August 5, 2024 - The Slow, Spinny Loop
“It’s an unreturnable shot,” said US Team Member Perry Schwartzberg many years ago after failing repeatedly to block, hit, or counterloop against fellow team member Ricky Seemiller’s slow, spinny loop. World #3 Mikael Appelgren had a similar problem against Ricky, losing to him when the world’s best counterlooper couldn’t counterloop Ricky’s spinny loop.
And yet, fewer and fewer players slow loop these days. Part of the reason is because at higher levels, and with modern sponges, players just go for power loops. And that often pays off at the higher levels. But below that – and as a change-up at the higher levels – the slow, spinny loop is a valuable shot.
The weakness of the shot is that if an opponent unhesitatingly blocks, hits, or counterloops aggressively, the slow spinny loop can be attacked effectively. But since players don’t see the shot that much these days, and are usually set up for faster, less spinny shots, they struggle against the shot if not overused.
A key reason players don’t slow loop as much these days is they don’t know the proper technique, and so end up with a less-than-spinny slow loop that is more easily attacked.
The key point here is a slow spinny loop is NOT just a weak, safe loop. It’s an aggressive shot done at full power – but nearly all of the power goes into creating topspin. It’s usually done against backspin, especially heavy backspin where you can convert the incoming backspin into even more topspin with an almost vertical stroke.
How do you do this? A key aspect is to let the ball drop more than usual. This makes it easier to arc it with super spin, using your entire body, and especially your legs. With power loops, nearly all of the force is forward, but with a slow, spinny loop, you use your legs to drive the ball both up and forward, with the emphasis on up. If you take the ball too high, you’ll go off the end, which is why it’s easier to do if you let the ball drop below table level, with knees well bent. (If you have knee problems, then compensate by simply dropping the racket down more and use more upper body, arm, and wrist.) Then use the whole body – legs, hips and waist, shoulder, forearm, and wrist. Each part of the swing propels the next part forward. The stroke is one continuous, smooth motion.

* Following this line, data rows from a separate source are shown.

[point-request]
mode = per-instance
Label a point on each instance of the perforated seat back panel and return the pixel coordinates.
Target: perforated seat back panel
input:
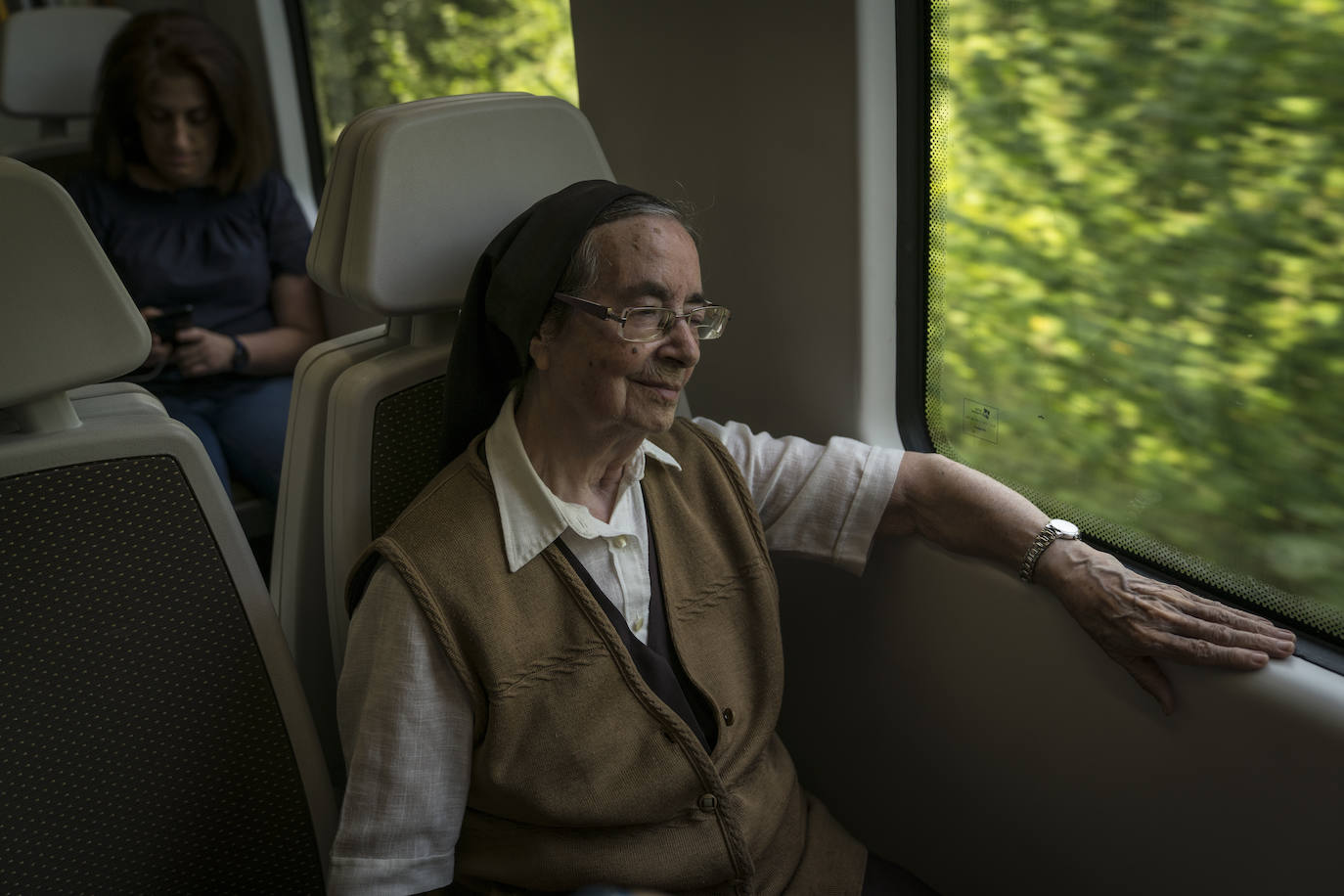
(141, 747)
(408, 432)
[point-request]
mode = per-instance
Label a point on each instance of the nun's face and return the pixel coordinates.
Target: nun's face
(609, 384)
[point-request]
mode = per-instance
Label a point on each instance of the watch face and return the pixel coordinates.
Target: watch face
(1064, 528)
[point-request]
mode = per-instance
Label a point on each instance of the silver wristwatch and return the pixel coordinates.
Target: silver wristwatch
(1053, 529)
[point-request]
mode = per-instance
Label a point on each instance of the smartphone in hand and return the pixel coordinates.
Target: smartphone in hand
(173, 319)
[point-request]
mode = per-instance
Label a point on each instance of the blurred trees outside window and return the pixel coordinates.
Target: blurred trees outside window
(377, 53)
(1138, 277)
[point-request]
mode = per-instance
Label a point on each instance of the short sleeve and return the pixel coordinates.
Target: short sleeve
(287, 229)
(823, 501)
(406, 729)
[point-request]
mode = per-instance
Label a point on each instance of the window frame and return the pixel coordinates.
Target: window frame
(913, 94)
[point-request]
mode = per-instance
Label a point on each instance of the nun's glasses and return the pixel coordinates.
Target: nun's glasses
(650, 324)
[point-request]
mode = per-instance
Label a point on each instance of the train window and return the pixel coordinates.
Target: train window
(374, 53)
(1136, 278)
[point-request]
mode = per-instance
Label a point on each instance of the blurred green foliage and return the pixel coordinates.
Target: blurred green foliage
(376, 53)
(1139, 274)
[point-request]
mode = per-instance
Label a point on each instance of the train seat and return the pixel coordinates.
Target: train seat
(416, 194)
(49, 71)
(155, 731)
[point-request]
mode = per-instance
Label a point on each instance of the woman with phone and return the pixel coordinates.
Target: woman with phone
(205, 237)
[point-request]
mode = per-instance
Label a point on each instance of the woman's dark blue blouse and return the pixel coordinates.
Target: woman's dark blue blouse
(194, 246)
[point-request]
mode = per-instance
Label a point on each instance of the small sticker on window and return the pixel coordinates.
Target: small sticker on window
(980, 420)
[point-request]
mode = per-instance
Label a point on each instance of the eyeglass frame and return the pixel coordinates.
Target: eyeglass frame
(606, 313)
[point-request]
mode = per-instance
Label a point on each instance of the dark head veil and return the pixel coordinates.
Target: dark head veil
(509, 294)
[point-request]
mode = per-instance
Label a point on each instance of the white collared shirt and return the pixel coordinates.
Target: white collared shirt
(405, 716)
(613, 553)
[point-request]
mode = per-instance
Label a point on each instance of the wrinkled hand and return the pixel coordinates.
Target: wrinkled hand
(1138, 621)
(202, 352)
(158, 349)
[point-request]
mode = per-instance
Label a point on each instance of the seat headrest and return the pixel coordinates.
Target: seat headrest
(417, 191)
(49, 60)
(67, 319)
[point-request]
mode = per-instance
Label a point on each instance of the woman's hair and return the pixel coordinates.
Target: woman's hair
(172, 43)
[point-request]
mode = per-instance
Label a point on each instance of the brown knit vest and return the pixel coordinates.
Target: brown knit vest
(579, 773)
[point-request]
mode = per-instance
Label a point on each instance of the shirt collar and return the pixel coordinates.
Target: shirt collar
(531, 515)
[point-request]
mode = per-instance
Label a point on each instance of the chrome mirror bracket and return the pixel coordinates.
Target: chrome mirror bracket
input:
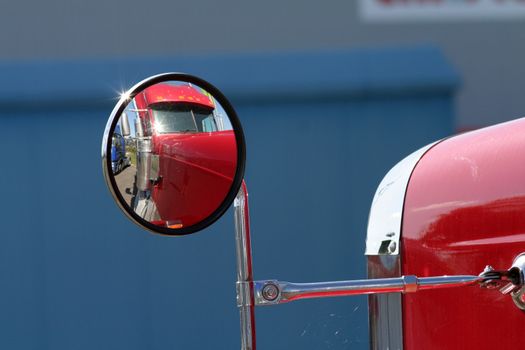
(271, 292)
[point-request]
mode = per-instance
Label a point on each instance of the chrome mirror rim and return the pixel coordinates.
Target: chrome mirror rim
(239, 138)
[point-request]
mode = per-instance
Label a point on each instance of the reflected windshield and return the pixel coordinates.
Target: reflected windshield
(174, 118)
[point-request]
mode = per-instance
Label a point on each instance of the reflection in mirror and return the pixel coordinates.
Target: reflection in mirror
(173, 154)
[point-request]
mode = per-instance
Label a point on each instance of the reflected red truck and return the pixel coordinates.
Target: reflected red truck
(191, 144)
(464, 209)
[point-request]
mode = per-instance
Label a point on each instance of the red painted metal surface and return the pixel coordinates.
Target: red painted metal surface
(201, 168)
(201, 165)
(464, 209)
(162, 93)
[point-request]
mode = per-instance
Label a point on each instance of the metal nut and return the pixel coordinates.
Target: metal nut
(270, 292)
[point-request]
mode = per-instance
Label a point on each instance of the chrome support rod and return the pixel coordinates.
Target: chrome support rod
(277, 292)
(245, 295)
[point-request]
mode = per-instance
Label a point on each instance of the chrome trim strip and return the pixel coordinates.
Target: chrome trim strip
(386, 212)
(385, 311)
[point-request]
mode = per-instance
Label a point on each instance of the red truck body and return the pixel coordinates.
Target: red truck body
(201, 164)
(464, 209)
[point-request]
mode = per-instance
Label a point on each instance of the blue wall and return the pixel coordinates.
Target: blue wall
(321, 128)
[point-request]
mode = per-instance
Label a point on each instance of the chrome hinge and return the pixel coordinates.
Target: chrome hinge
(243, 294)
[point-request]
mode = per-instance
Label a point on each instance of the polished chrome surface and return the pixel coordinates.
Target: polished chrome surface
(385, 312)
(123, 101)
(244, 270)
(289, 291)
(384, 222)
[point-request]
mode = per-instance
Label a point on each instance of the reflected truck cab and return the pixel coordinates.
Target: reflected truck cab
(186, 137)
(445, 242)
(119, 160)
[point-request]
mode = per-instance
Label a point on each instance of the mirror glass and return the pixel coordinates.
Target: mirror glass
(173, 155)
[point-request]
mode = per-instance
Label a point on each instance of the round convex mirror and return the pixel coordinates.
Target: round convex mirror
(173, 154)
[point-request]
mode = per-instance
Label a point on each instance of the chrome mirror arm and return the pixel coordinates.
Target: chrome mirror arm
(245, 293)
(272, 292)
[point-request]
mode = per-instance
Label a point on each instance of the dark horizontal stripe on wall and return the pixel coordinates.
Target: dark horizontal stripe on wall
(92, 83)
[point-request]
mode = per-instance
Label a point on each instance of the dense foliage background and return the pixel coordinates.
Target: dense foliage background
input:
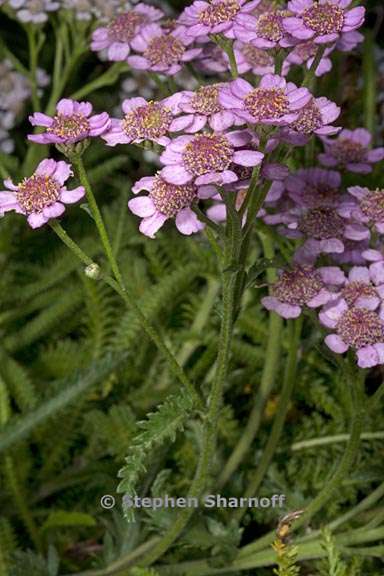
(77, 374)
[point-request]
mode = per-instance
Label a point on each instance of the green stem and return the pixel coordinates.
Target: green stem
(215, 403)
(326, 440)
(305, 551)
(130, 300)
(334, 483)
(203, 218)
(311, 73)
(232, 60)
(369, 72)
(108, 78)
(271, 366)
(79, 165)
(286, 393)
(365, 504)
(33, 56)
(10, 472)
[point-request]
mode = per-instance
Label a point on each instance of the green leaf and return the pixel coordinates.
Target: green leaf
(18, 429)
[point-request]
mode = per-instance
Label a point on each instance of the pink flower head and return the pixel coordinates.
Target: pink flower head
(214, 17)
(250, 58)
(370, 207)
(304, 53)
(315, 188)
(166, 201)
(349, 41)
(207, 158)
(274, 101)
(263, 30)
(356, 316)
(324, 21)
(376, 268)
(350, 150)
(117, 36)
(73, 122)
(315, 118)
(162, 51)
(302, 286)
(323, 229)
(144, 121)
(203, 107)
(41, 196)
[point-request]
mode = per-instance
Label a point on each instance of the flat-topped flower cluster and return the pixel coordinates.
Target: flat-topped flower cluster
(237, 127)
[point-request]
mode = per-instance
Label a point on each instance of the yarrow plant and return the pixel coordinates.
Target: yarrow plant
(212, 123)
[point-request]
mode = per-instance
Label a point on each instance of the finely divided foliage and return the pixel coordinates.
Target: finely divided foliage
(201, 310)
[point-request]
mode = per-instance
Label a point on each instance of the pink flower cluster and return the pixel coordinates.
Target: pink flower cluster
(214, 137)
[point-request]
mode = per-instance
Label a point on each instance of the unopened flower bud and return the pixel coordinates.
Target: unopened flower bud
(92, 271)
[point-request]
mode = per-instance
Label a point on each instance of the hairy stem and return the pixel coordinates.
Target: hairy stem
(286, 393)
(270, 369)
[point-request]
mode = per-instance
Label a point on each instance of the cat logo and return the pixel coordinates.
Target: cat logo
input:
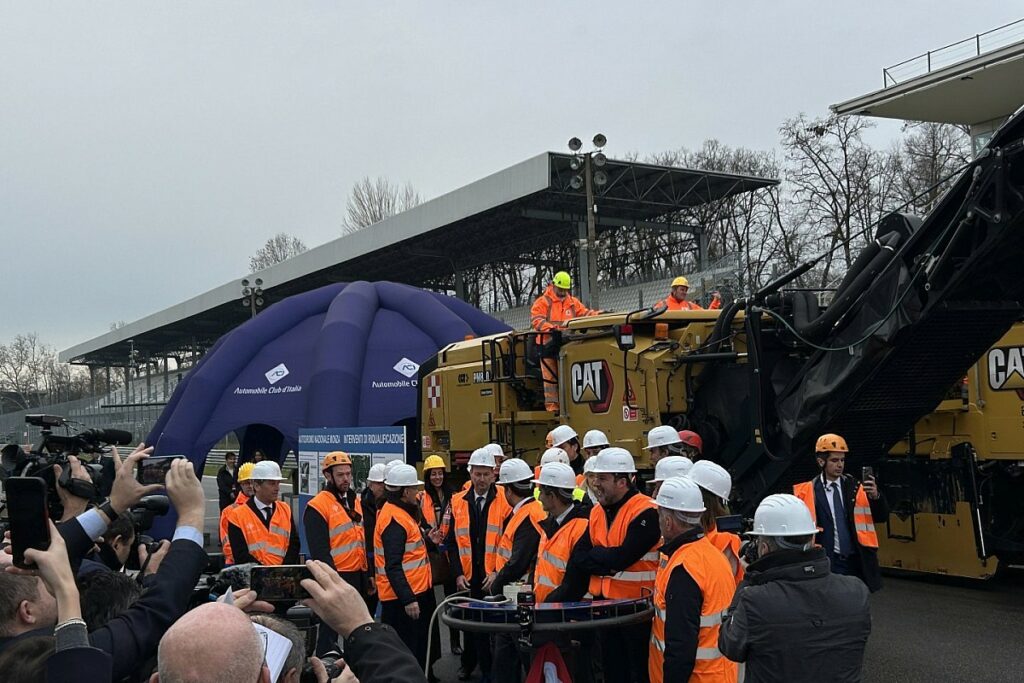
(1006, 369)
(590, 382)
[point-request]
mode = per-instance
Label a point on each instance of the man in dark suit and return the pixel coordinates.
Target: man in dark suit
(227, 483)
(845, 510)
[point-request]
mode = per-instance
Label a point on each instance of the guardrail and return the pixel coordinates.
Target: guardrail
(952, 53)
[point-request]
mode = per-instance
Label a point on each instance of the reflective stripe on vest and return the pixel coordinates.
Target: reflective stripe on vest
(631, 582)
(530, 510)
(708, 567)
(415, 563)
(862, 521)
(346, 537)
(267, 546)
(553, 556)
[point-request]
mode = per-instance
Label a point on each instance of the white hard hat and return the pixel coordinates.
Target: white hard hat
(515, 470)
(712, 477)
(402, 475)
(554, 456)
(594, 438)
(664, 435)
(482, 458)
(614, 461)
(782, 514)
(562, 433)
(266, 470)
(376, 473)
(558, 475)
(680, 494)
(671, 466)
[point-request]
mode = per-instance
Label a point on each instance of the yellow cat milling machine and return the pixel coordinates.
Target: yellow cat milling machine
(927, 303)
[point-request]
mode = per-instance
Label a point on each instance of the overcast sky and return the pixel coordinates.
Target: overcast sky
(148, 148)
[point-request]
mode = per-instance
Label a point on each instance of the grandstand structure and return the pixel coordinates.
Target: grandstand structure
(976, 82)
(507, 217)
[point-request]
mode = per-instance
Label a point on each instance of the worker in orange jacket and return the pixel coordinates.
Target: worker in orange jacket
(551, 310)
(246, 484)
(677, 297)
(845, 510)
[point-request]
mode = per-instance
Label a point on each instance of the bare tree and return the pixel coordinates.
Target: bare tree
(373, 200)
(929, 154)
(24, 365)
(279, 248)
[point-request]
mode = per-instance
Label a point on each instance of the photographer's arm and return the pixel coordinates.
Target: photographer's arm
(133, 636)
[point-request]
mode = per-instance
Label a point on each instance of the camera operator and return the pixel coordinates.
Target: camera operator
(79, 491)
(793, 619)
(131, 637)
(58, 602)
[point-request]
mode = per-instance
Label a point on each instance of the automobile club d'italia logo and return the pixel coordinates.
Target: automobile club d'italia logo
(272, 376)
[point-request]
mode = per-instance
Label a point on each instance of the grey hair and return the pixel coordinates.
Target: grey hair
(297, 655)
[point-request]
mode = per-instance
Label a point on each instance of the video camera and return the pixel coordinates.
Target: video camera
(55, 449)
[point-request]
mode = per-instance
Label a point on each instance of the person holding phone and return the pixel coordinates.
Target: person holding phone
(846, 511)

Just before contact, drive into the ball vigorously, with a big forearm and wrist snap as you contact the ball – but just graze the ball. Make that ball rotate like an angry Tasmanian Devil!!! The whole point of the shot is extreme topspin, not safe topspin.
If you go off the end, don’t slow down your swing; contact a little more on top of the ball and stroke slightly more forward, especially if the ball doesn’t have heavy backspin.
Experiment until you find just how much to let the ball drop, how much to drive up vs. forward, and how finely you can graze the ball. Find a partner and practice, where you serve backspin, partner pushes back heavy, and you slow-loop the ball with great power – with all that power going into topspin. With practice, it becomes an extremely consistent shot since the low ball speed and the heavy topspin pulling it down keeps it on the table.
So, what are you waiting for? Time to slow-spin for the win!